V8 isolates (Cloudflare Workers) spawn in ~1 ms with ~1 MB memory.
They’re an entirely different product: JS/Wasm only, no native deps,
no filesystem, no Python REPL state. Real agents that run
pip install scikit-learn && model.fit(X) don’t run in isolates.
Container-only platforms without snapshot-restore quote “cold start”
times that are really docker run + runtime init. A Python container
takes ~500 ms–2 s to become usable. Podflare’s warm pool hit is
10–50× faster and the sandbox is already-ready for run_code.
E2B and Daytona are the two other major AI-agent sandbox platforms.
We benchmarked all three head-to-head in the same minute on the same
machine — see vs E2B and Daytona for the
full numbers. TL;DR: Podflare cold-start is 2.2× faster than E2B and
2.9× faster than Daytona, mostly because of our vsock-based exec
path (46 ms first_exec vs their 180 ms).
What we have that they don’t:
- ~80 ms
fork() — copy-on-write diff snapshot + N parallel
microVM spawns. Neither E2B nor Daytona expose fork.
- Persistent Spaces — freeze-to-disk on idle, resume into a fresh
sandbox later. The VM’s running Python process survives. Both
competitors only support container-commit-style snapshots.

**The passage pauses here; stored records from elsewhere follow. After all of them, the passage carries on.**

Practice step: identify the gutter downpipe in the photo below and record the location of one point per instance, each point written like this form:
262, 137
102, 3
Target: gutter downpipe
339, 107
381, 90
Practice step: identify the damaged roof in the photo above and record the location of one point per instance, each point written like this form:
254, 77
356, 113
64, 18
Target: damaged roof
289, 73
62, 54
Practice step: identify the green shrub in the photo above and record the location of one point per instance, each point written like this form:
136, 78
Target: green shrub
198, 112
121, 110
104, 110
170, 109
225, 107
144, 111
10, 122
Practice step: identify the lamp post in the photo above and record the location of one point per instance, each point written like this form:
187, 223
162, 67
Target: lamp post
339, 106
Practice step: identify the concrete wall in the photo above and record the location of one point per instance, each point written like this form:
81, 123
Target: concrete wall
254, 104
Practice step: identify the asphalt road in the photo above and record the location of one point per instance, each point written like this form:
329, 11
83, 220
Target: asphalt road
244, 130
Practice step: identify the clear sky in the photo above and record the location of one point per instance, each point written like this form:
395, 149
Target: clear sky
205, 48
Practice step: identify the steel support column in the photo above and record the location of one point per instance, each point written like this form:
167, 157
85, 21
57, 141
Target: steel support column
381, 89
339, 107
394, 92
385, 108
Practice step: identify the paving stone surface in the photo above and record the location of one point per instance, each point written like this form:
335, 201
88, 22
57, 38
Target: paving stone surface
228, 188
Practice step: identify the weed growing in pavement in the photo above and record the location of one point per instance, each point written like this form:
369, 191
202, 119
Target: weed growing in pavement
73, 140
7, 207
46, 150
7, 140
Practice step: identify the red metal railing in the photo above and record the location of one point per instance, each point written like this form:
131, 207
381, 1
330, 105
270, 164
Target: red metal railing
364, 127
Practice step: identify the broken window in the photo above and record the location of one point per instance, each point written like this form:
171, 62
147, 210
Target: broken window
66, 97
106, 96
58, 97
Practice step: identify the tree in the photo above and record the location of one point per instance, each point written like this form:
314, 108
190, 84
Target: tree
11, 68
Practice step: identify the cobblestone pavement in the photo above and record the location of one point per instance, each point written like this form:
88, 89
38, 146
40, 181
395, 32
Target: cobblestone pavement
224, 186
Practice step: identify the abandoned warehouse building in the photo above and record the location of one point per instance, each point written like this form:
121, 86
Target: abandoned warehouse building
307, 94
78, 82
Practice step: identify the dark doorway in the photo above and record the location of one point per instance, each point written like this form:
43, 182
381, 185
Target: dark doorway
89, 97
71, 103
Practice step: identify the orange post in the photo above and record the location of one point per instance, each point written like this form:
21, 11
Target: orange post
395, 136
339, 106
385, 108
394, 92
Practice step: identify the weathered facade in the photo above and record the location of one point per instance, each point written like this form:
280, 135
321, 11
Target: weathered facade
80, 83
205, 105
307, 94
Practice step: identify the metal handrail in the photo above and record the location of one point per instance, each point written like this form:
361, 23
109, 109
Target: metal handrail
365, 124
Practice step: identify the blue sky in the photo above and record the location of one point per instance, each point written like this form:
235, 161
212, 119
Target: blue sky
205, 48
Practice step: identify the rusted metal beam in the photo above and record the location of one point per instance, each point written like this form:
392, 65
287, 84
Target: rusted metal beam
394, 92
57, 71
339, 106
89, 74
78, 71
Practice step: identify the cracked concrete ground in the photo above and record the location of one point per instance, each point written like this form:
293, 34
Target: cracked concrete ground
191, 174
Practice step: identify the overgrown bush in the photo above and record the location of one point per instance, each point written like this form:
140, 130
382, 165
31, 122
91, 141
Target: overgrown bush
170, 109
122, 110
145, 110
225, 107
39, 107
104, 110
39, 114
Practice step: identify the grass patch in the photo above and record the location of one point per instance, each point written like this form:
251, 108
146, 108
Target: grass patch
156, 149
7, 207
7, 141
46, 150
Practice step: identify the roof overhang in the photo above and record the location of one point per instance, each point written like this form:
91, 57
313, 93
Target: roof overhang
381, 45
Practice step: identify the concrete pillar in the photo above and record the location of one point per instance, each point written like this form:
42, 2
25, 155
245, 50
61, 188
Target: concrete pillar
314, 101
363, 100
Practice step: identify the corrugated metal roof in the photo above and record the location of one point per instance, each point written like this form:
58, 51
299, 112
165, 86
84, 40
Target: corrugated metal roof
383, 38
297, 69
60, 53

- 5-region edge routing with haversine geo + automatic failover.
E2B and Daytona are single-region per cluster.
Reproduce the numbers
Every number on this page was produced by the bench script in our repo:
git clone https://github.com/PodFlare-ai/podflare
cd podflare
PODFLARE_API_KEY=pf_live_... python3 scripts/bench.py --n 30
Re-run any time you want to audit the marketing. If our numbers regress,
we’d rather you find out than pretend.
Methodology
- Client: macOS laptop on regular residential wifi (west-coast US).

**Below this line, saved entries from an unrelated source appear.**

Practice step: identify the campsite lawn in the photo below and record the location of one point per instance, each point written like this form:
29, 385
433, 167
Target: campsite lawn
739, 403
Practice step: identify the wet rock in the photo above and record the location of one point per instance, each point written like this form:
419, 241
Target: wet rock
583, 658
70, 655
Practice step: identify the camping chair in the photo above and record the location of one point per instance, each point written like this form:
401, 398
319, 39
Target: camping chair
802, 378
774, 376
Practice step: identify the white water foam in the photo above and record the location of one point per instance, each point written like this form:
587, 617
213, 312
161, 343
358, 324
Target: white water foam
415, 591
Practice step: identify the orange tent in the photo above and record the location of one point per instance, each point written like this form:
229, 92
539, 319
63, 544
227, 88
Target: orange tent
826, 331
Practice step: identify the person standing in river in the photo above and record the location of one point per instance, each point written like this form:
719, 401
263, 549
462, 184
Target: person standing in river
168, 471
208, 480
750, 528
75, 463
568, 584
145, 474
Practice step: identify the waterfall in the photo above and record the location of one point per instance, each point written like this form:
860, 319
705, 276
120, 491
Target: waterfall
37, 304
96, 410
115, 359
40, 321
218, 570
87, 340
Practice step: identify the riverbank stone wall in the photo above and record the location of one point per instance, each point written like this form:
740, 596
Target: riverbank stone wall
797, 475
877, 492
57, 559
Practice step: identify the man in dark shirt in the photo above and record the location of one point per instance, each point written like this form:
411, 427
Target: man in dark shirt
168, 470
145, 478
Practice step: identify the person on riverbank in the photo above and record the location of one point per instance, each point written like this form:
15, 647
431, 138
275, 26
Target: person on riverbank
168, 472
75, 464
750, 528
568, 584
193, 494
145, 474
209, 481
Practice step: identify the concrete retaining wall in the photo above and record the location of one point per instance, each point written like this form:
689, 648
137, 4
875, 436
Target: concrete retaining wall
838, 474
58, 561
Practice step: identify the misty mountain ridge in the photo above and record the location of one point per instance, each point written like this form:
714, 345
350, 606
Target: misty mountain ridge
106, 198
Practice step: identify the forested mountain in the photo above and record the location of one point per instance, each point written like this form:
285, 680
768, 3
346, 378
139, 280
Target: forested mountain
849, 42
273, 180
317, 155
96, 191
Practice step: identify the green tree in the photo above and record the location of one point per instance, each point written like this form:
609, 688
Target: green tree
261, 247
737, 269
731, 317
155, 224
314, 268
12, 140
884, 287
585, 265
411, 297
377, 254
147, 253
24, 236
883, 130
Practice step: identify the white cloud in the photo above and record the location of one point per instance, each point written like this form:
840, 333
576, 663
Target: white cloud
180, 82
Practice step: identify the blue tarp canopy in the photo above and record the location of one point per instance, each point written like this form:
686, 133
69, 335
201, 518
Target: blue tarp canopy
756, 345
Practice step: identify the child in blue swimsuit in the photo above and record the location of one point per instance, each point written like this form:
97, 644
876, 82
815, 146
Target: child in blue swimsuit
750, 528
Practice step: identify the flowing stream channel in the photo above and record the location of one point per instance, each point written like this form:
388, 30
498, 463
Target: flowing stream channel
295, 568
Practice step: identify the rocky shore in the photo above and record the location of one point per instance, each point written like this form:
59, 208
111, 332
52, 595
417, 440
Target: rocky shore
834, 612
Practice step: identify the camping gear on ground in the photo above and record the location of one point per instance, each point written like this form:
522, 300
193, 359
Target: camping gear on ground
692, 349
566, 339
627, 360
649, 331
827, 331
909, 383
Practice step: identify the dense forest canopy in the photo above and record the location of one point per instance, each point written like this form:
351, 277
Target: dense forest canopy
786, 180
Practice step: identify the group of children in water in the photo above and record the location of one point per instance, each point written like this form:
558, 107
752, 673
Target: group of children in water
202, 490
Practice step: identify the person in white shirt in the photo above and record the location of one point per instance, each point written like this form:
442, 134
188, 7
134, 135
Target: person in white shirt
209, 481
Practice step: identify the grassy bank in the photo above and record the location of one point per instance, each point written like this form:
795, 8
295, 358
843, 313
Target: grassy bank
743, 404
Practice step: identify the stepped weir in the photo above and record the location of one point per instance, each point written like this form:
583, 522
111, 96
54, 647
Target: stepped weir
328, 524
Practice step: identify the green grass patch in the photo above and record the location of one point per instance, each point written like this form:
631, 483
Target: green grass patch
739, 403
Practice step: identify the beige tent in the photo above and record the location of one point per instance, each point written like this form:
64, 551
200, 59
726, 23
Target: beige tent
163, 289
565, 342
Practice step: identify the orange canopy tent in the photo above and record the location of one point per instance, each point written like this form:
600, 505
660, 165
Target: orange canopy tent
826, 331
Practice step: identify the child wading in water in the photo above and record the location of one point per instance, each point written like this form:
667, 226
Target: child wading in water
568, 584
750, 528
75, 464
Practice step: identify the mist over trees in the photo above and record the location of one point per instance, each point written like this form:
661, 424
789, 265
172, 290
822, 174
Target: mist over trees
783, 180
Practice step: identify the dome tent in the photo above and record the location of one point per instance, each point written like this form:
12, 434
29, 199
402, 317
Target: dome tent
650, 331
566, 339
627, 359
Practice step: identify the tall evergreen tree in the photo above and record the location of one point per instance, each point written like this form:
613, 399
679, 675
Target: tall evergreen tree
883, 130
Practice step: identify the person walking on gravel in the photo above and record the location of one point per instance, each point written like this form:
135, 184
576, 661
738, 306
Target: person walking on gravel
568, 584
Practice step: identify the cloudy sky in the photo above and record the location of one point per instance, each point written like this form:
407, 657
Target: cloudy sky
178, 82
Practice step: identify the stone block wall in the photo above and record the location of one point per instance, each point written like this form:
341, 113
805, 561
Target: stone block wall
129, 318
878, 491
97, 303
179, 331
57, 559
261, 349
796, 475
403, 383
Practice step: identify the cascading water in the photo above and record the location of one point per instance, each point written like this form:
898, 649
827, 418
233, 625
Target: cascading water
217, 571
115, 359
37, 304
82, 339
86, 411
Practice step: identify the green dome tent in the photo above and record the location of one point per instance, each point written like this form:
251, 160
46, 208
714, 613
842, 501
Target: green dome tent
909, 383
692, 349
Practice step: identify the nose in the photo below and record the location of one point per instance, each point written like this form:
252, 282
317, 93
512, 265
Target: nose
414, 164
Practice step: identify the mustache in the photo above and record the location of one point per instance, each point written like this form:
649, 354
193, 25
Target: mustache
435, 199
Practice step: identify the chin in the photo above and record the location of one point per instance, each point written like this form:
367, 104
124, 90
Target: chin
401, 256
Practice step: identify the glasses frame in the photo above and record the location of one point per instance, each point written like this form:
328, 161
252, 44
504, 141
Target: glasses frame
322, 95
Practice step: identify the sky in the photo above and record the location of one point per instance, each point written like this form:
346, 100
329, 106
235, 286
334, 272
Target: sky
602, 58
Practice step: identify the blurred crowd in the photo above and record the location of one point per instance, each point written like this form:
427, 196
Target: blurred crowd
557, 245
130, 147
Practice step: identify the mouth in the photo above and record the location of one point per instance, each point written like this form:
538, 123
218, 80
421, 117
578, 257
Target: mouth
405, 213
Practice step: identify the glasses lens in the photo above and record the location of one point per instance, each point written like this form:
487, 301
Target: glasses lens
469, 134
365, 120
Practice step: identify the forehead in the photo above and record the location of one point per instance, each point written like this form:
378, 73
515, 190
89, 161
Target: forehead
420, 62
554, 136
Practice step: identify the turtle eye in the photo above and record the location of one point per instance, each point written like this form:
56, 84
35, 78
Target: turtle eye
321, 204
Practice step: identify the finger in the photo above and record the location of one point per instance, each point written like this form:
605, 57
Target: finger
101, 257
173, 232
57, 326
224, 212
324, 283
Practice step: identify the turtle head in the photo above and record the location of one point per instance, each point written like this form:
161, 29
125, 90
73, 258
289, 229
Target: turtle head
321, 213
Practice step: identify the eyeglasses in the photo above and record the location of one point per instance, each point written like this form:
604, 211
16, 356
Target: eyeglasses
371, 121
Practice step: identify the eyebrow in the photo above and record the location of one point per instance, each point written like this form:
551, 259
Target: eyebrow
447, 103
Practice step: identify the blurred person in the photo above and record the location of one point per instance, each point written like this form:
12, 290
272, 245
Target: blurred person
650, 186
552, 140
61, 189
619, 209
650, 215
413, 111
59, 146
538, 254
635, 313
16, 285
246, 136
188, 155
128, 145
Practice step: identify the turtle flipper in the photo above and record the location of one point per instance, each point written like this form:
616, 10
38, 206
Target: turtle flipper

This is not the best case. Last-mile wifi + consumer router
buffering add roughly 100–150 ms of round-trip time that isn’t
there on fiber-uplink desktops or cloud-to-cloud traffic.

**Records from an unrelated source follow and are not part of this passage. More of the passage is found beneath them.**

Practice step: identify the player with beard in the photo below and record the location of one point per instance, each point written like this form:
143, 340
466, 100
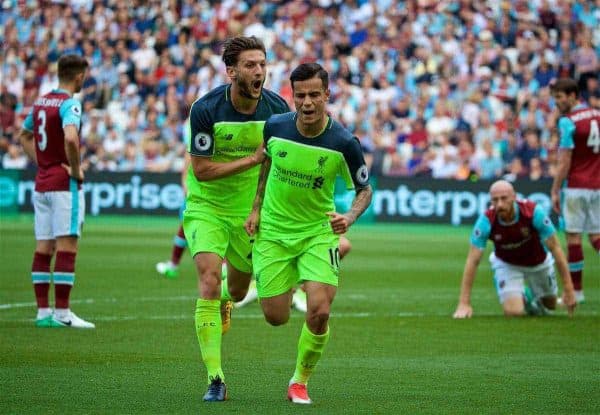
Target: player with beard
523, 269
226, 149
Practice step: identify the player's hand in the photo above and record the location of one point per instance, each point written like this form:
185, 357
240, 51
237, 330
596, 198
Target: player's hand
556, 201
339, 223
463, 311
251, 224
569, 301
77, 175
259, 154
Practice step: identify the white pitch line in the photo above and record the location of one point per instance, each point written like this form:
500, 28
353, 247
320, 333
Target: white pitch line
255, 316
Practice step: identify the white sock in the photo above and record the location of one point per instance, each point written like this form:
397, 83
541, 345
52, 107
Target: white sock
62, 313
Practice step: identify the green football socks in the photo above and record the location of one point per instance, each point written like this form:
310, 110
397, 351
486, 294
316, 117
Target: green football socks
310, 349
208, 330
225, 296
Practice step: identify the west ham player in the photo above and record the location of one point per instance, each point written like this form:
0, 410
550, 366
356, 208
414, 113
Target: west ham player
297, 229
50, 137
523, 269
579, 164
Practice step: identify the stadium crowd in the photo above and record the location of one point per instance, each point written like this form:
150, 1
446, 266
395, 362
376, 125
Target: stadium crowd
447, 89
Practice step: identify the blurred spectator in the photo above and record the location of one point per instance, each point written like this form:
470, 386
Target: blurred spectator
490, 165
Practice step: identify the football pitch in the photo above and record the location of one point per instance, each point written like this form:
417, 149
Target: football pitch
394, 348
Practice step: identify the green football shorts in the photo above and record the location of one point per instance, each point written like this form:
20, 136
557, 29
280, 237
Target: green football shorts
281, 264
224, 236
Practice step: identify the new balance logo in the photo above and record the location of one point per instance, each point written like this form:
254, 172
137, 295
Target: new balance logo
318, 183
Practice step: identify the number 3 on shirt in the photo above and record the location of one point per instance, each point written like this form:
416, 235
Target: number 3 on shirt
43, 143
594, 137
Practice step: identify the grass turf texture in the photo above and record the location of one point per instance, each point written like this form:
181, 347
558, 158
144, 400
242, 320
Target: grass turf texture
394, 346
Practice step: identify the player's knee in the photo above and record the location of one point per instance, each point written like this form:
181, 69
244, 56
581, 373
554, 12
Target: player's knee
317, 321
237, 293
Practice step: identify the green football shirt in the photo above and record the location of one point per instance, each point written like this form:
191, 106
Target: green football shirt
220, 132
300, 186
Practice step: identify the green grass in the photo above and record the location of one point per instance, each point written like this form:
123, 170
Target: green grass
394, 347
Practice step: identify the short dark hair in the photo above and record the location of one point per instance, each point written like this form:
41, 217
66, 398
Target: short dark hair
71, 65
236, 45
306, 71
567, 85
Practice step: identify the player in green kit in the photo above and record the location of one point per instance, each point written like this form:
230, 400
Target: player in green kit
297, 230
226, 150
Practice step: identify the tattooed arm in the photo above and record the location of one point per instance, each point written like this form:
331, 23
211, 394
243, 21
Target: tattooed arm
340, 223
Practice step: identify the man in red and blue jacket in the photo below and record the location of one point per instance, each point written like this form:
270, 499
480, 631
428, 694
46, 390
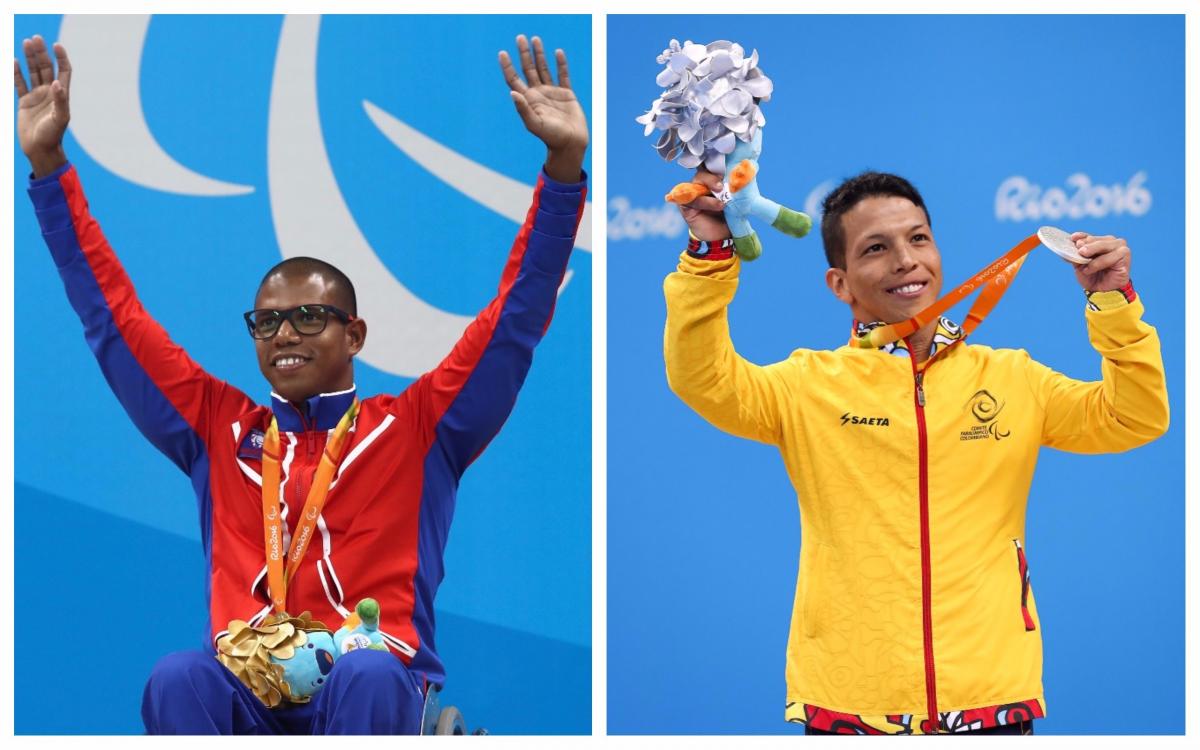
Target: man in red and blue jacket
383, 529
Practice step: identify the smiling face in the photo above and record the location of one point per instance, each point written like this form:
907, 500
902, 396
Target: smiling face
299, 366
893, 268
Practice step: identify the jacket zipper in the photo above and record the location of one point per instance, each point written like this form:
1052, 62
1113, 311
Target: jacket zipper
927, 591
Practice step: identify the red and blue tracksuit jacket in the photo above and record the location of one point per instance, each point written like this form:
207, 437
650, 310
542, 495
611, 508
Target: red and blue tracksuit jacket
384, 526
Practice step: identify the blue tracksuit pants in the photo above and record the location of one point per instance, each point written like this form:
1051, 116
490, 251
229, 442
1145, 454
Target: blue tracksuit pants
367, 693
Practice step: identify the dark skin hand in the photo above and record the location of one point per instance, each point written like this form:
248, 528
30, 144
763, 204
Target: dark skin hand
42, 106
549, 111
706, 215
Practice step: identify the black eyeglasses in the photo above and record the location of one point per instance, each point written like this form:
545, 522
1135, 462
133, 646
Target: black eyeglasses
306, 319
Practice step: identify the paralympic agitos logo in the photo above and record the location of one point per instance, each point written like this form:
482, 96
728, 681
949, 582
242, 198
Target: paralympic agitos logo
985, 408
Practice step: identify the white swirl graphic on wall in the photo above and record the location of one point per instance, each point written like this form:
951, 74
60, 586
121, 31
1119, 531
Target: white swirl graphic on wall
1018, 199
107, 117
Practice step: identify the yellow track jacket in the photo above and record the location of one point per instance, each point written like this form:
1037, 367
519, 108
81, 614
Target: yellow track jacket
912, 598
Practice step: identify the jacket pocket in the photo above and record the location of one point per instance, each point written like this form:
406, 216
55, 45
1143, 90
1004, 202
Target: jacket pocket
1024, 570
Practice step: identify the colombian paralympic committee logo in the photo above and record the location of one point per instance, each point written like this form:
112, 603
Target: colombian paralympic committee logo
985, 409
1019, 199
309, 211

- Network path (direct): Laptop → TLS → Caddy on
usw1.podflare.ai
→ hostd (Latitude SJC bare metal).
- Network path (edge): Laptop → Cloudflare edge →
api.podflare.ai
Worker → origin → hostd.
- Sandbox: Stock
default template. 1 GB RAM, 4 GB rootfs, pool-warm.
- SDK:
podflare==0.0.20 (Python) — defaults to api.podflare.ai,
which is Cloudflare-edge-routed to the nearest origin. Single shared
httpx Client with connect=2.5 s + retries=1. Connection reuse
matches what real agent loops do (they don’t open a fresh connection
per exec).
- N: 5 cold-start iterations end-to-end + 30 hot-exec iterations
after one discarded warmup. Median reported. Cold-cold first call
preserved (not discarded — it’s a real customer experience).
- Date: April 2026.
No selective sampling. No “we excluded network jitter.” The script in
scripts/bench.py runs every iteration back-to-back and reports
statistics.mean + percentiles over the raw samples.
What you’ll see from a fiber uplink or in-cloud
If your agent runs on a VPS, a fiber-uplink desktop, or a nearby cloud
region, coast-to-coast RTT drops from ~50 ms on wifi to ~20 ms on fiber
and ~5 ms inside the same metro. Apply that delta to each HTTPS
round-trip in the numbers above:
- Hot
run_code(): 38 ms on wifi → ~15 ms on fiber → sub-10 ms in-cloud
- Full round-trip: 226 ms on wifi → ~100 ms on fiber → ~30 ms in-cloud
The server-side compute numbers (fork 24 ms, pool hit 6 ms, pool
refill 12 ms) don’t change — those are what hostd does regardless of
where the client sits. Network is the variable.